As can be seen, a batch of solvent is moved from the working tank to the wheel to the still and an equal batch from the clean solvent tank to the wheel to the working tank each load; hence, the term counter-current. On most machines, the still is capable of returning the batch to the clean solvent tank by the end of the cycle. Thus, the tanks remain in balance and solvent turnover in the working system results in consistent solvent color of 80% or above and the nonvolatile residue (NVR) levels of 0.5% or less. Solvent of such high quality will virtually eliminate streaks, swales and spotting rings and will result in brilliant whites and colors. In addition, since the first bath is taken from the working tank, some residual detergent is present to suspend the large amount of soil released in the non-filtered bath, thus eliminating the possibility of redeposition or greying.

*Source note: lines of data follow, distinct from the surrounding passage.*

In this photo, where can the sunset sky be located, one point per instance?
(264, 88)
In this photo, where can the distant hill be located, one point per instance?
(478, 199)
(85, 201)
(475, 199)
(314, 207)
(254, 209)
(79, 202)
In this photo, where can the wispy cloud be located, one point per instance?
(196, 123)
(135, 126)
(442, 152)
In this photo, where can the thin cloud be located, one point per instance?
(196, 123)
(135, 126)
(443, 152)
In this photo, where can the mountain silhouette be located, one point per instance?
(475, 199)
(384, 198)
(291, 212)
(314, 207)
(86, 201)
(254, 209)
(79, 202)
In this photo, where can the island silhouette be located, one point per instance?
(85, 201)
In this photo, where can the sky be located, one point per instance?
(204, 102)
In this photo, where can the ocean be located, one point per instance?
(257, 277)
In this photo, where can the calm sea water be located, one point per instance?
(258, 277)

What about the use of detergent in the prewash system? Let’s begin with the traditional charge detergent. All of the many charge detergents are anionic in nature and are not attracted to the garments. They remain in the solvent in a fixed concentration and are added in a certain percentage whenever new or distilled solvent is added to the working system. These detergents are chemically designed to work at concentrations of from 1% to 2% and are not effective at lower levels. A review of the counter-current system previously described reveals some problems in applying the traditional charged system.

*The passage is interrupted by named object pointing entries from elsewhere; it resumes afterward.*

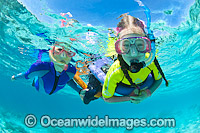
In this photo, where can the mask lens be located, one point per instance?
(125, 46)
(140, 44)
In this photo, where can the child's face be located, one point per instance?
(133, 52)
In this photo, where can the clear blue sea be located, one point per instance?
(178, 54)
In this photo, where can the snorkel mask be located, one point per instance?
(145, 45)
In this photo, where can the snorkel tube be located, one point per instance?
(149, 34)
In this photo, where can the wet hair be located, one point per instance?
(130, 24)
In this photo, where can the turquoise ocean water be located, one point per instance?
(178, 54)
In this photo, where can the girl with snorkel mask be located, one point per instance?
(50, 77)
(135, 63)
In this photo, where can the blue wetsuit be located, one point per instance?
(47, 79)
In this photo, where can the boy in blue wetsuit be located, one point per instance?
(50, 77)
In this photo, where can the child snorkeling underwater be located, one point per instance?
(136, 73)
(52, 76)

For example, let’s say our machine capacity is 35 Ibs., our solvent level is 15 gal., and we are going to use a charge detergent designed to run at a 11/2% charge. Since we are removing 15 gal. from the working system and replacing it with 15 gal. of distilled solvent each load, we will have to add 1 1/2% of 15 gal. or 28.8 ounces of detergent to each load to maintain the proper charge. Obviously, this is not economically feasible plus it is also time-consuming. As a result, compromises are made to accommodate the charge detergent. The most common compromise is to reverse the tanks; i.e., the first bath is taken from the clean tank, dumped to the still which returns it to the clean tank. The second bath is taken from the working tank and dumped back to the working tank. Such a system solves the economics of using a charge detergent. What has been lost in this compromise is, first, a raw solvent first bath with no detergent present is inviting redeposition. Secondly, very little solvent turnover in the working tank results in higher nonvolatile residue levels and poor solvent color which makes the use of carbon core filters necessary. Another compromise used retains the counter- current prewash system as described, but a token amount of charge detergent is added to the second bath, usually 4 to 8 oz. Thus, a product designed to work at 1 to 2% is being used in concentrations of around 1/4%, resulting in a proportionate loss of cleaning performance.

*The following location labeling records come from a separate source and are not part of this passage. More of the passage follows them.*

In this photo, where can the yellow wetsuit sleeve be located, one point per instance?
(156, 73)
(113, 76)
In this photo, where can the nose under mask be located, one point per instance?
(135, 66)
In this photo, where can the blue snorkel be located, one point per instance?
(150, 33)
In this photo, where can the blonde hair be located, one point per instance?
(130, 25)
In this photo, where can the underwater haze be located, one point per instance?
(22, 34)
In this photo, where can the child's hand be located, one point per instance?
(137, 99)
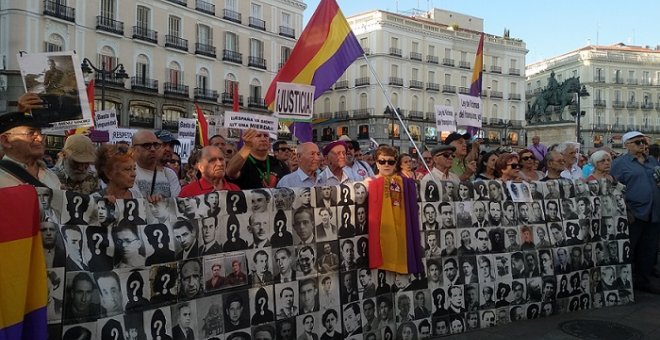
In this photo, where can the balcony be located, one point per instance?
(175, 42)
(288, 32)
(257, 23)
(617, 104)
(109, 25)
(433, 87)
(232, 56)
(205, 50)
(362, 81)
(57, 10)
(496, 94)
(448, 89)
(206, 94)
(145, 34)
(395, 51)
(228, 98)
(231, 15)
(144, 84)
(396, 81)
(205, 7)
(176, 90)
(416, 84)
(342, 84)
(257, 62)
(256, 102)
(415, 56)
(448, 62)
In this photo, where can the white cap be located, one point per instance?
(632, 134)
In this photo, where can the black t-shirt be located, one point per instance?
(250, 177)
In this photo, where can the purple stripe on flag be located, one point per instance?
(33, 326)
(328, 73)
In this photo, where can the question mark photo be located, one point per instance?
(98, 238)
(165, 279)
(135, 285)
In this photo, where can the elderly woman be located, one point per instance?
(528, 172)
(390, 228)
(602, 161)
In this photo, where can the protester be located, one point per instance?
(151, 177)
(636, 170)
(23, 144)
(211, 166)
(252, 167)
(307, 173)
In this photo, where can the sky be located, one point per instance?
(549, 28)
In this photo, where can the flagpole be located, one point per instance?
(396, 112)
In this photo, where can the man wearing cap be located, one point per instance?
(252, 167)
(23, 144)
(151, 177)
(74, 172)
(336, 172)
(307, 174)
(463, 165)
(636, 170)
(443, 156)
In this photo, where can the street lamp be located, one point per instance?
(87, 68)
(581, 92)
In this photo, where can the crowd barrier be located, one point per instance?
(292, 263)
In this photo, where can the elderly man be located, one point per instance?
(336, 172)
(443, 156)
(252, 167)
(211, 166)
(74, 173)
(309, 158)
(636, 170)
(148, 153)
(23, 144)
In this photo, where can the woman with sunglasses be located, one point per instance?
(390, 228)
(528, 172)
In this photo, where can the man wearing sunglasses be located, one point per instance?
(23, 144)
(636, 170)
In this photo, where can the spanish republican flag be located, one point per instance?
(23, 288)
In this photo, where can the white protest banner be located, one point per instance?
(294, 102)
(444, 118)
(243, 121)
(469, 111)
(187, 128)
(185, 148)
(106, 120)
(121, 135)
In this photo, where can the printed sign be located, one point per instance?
(294, 102)
(243, 121)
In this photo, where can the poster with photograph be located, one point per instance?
(57, 79)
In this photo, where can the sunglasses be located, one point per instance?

The Fabritec injection type detergent, on the other hand, is added to the wheel each load in relation to the number of pounds being cleaned and is independent of the distillation rate. Fabritec’s true cationic injection detergent is highly substantive to the fabrics and is chemically designed to work at low concentrations. It may be applied to the counter-current prewash system with no compromises. In our example, 7-9 oz. of detergent would be added to our 35 Ib. machine at the beginning of the second bath. Fabritec detergent would be present in the concentration for which it was designed. Since the detergent is properly formulated, most of it would be attracted to the garments during the filter run, but enough residual would remain behind in the solvent, which is dumped to the working tank, to suspend the soil and prevent redeposition in the first bath of the next load. The Fabritec injection equipment is signaled by the machine control system and automatically injects the proper amount at the proper time in the cycle. Operator attention, calculations, and test kits are eliminated.

Thus, it is evident that the properly formulated, truly cationic Fabritec injection detergent is ideally suited to the counter-current prewash system and its application to a modern drycleaning machine will allow that machine to produce at its fullest potential without making compromises.